Right now, Bush needs McCain to keep pressing the argument for victory in Iraq. Come 2008, McCain is going to need something from Bush. When a president finishes his second term on a low note–as Truman, Eisenhower, Johnson, and Clinton did–the nominee of his party tends to lose the next presidential election. So McCain needs Bush to leave office having achieved some success in Iraq and thus having gained in popularity. Bush’s approval rating, by the way, rose from 34 percent to 38 percent in a Gallup poll last week.
It makes no sense for McCain to emphasize his differences with the president today. The press is bent on goading McCain into doing this, but it’s simply not in his political interest. For one thing, Bush remains reasonably popular among the Republicans who will choose the 2008 nominee. And McCain should be eager to bolster Bush so he can depart the White House with a strong finishing kick.

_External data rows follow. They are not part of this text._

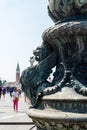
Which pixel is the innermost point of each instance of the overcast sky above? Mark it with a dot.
(22, 23)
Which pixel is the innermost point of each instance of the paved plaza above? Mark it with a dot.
(7, 115)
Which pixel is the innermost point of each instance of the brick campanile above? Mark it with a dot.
(17, 72)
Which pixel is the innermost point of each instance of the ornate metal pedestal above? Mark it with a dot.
(62, 103)
(65, 110)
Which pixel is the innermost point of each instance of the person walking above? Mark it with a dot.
(0, 92)
(15, 96)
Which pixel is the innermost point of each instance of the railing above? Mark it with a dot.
(18, 123)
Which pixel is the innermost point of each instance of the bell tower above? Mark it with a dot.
(17, 72)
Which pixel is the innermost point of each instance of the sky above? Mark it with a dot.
(22, 23)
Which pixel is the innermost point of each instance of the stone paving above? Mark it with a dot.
(7, 115)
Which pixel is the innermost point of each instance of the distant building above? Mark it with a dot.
(15, 83)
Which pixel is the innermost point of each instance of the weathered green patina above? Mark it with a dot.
(65, 48)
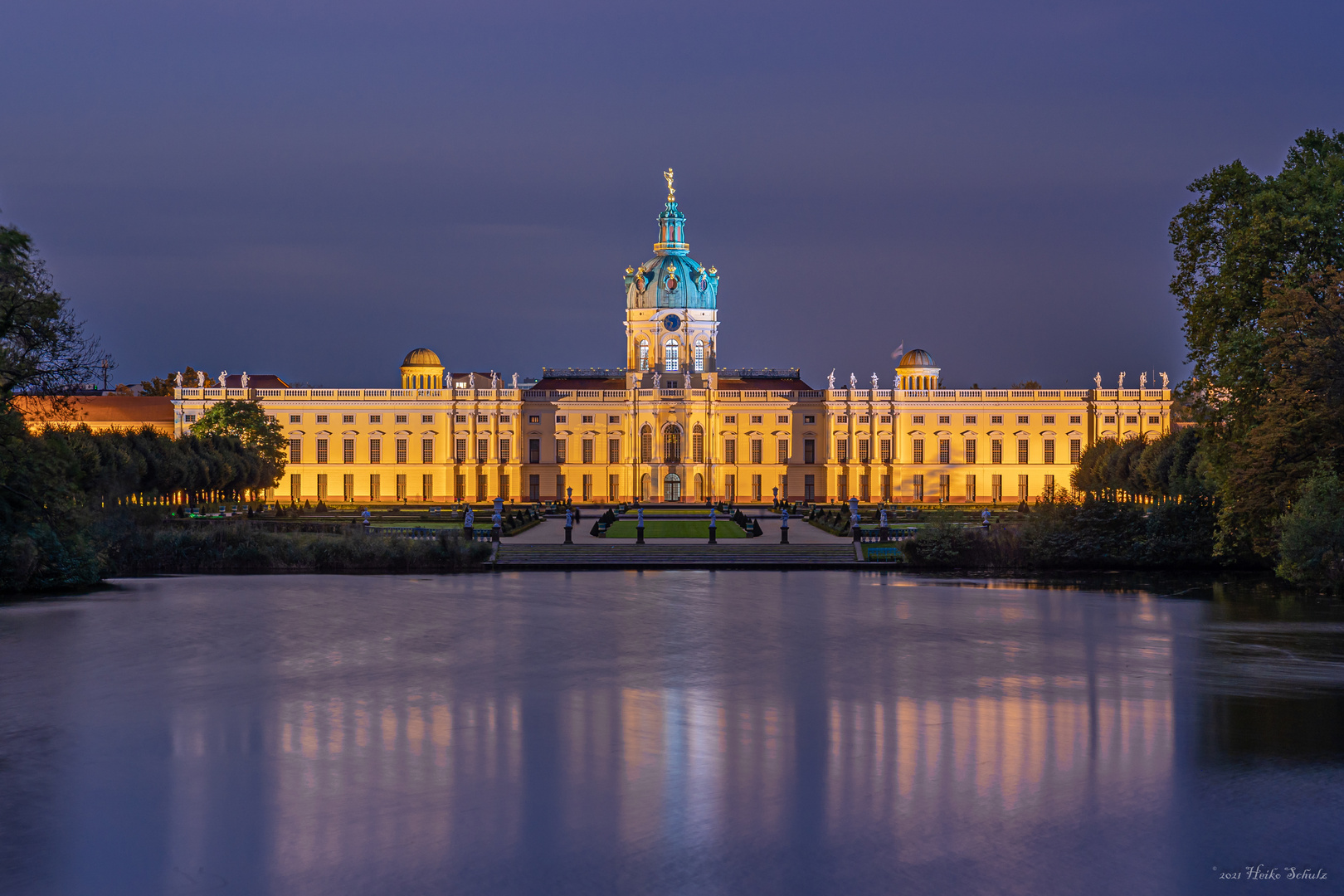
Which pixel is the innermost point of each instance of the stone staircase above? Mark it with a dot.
(698, 557)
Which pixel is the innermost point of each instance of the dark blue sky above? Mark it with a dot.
(312, 188)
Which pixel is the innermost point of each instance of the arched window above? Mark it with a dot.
(672, 444)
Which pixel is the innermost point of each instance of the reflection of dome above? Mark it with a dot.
(422, 358)
(916, 358)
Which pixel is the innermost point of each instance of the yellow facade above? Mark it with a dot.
(672, 426)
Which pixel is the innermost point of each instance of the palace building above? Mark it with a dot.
(674, 425)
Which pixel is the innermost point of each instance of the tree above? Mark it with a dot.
(167, 384)
(43, 348)
(246, 419)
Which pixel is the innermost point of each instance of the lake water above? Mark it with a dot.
(667, 733)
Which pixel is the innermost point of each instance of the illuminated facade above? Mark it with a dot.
(675, 426)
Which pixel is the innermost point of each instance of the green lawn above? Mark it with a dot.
(676, 529)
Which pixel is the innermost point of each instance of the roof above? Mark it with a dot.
(99, 409)
(254, 381)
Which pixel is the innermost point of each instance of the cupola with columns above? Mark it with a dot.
(671, 310)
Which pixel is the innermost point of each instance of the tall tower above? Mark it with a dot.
(671, 310)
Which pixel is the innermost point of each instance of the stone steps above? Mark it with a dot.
(689, 555)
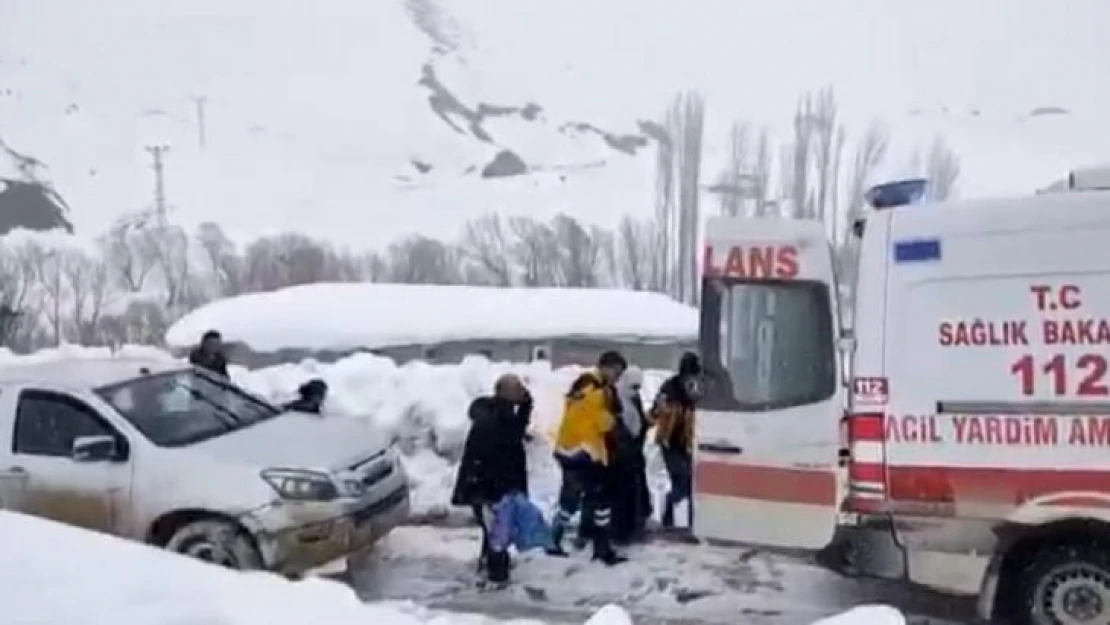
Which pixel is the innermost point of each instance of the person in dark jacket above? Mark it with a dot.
(632, 501)
(673, 415)
(311, 397)
(494, 463)
(209, 354)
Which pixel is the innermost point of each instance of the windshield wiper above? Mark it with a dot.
(232, 420)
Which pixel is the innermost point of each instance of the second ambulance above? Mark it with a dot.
(958, 435)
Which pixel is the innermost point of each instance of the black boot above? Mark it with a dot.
(668, 513)
(497, 566)
(603, 548)
(556, 547)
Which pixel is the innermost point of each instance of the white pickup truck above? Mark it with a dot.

McCain has made himself a better candidate by embracing the Iraq war as the centerpiece of his campaign. No one doubts his sincerity or his commitment to the war. The day after his Iraq speech, McCain visited Bush and Secretary of State Condoleezza Rice at the White House. But he spent just as much time that day with Petty Officer First Class Mark Robbins at the naval hospital in Bethesda outside Washington. Robbins is the wounded Navy SEAL he’d first met in Germany.
Fred Barnes is executive editor of THE WEEKLY STANDARD.